Rain, a weather phenomenon previously unknown in Britain, is unleashing travel chaos and misery for thousands of households.

The authorities, apparently caught off-guard by the unexpected deluge, have been forced onto the defensive. "The government tries to plan for most eventualities, but it can hardly be blamed for failing to anticipate a bolt from the blue like this," a spokesman told us. "Nobody could have predicted water literally falling out of the sky. Especially in the Lake District, where water is well known for collecting on the ground rather than in the heavens."

The government also pushed back against criticisms that its own policy choices had helped to create the crisis. "Just because we have done next to nothing to tackle climate change, encouraged the dredging of rivers to hasten the flow of water into populated areas, and failed to promote the planting of trees or other measures to reduce rainwater run-off because we're in hock to the agricultural lobby, doesn't make it our fault," the spokesman said. "Oh look, Prince Harry is rescuing a wet puppy," he added, backing slowly out of the room.

The government faces calls for compensation from angry residents in areas affected by flooding. "When we bought our house on Riverside Drive we never expected this to happen," one told us.

Meanwhile, some experts have warned that as the air cools in the upper atmosphere the UK could see the "rain" replaced by showers of tiny frozen water crystals.
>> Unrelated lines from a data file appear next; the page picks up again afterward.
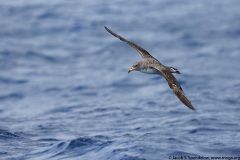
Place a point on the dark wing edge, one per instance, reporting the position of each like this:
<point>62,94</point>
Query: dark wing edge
<point>175,86</point>
<point>142,51</point>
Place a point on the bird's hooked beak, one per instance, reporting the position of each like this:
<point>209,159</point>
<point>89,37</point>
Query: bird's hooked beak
<point>131,69</point>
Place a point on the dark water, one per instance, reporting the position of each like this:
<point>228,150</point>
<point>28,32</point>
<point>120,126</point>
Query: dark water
<point>65,92</point>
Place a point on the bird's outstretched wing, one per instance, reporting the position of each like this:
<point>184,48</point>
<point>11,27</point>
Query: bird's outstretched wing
<point>142,51</point>
<point>175,86</point>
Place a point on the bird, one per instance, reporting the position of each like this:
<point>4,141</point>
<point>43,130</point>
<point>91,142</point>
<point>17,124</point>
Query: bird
<point>151,65</point>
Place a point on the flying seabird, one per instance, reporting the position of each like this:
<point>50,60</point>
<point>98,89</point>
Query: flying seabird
<point>151,65</point>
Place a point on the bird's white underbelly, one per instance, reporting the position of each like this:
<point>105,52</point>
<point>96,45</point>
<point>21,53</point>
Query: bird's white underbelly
<point>150,71</point>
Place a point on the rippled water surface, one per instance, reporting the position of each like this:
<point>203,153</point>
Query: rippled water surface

Dubbed "snow", this bizarre white phenomenon could blanket the country at some point during the winter months, even posing a risk to key transport infrastructure.

However, the government has dismissed these warnings as scaremongering. "Under the last Labour government, loony left-wing councils' budgets were bloated with crazy spending on so called 'grit' - as if little salty rocks could somehow make this imaginary cold fluffy water go away," the spokesman told us. "Thanks to our efficiency savings this kind of wasteful expenditure is now a thing of the past."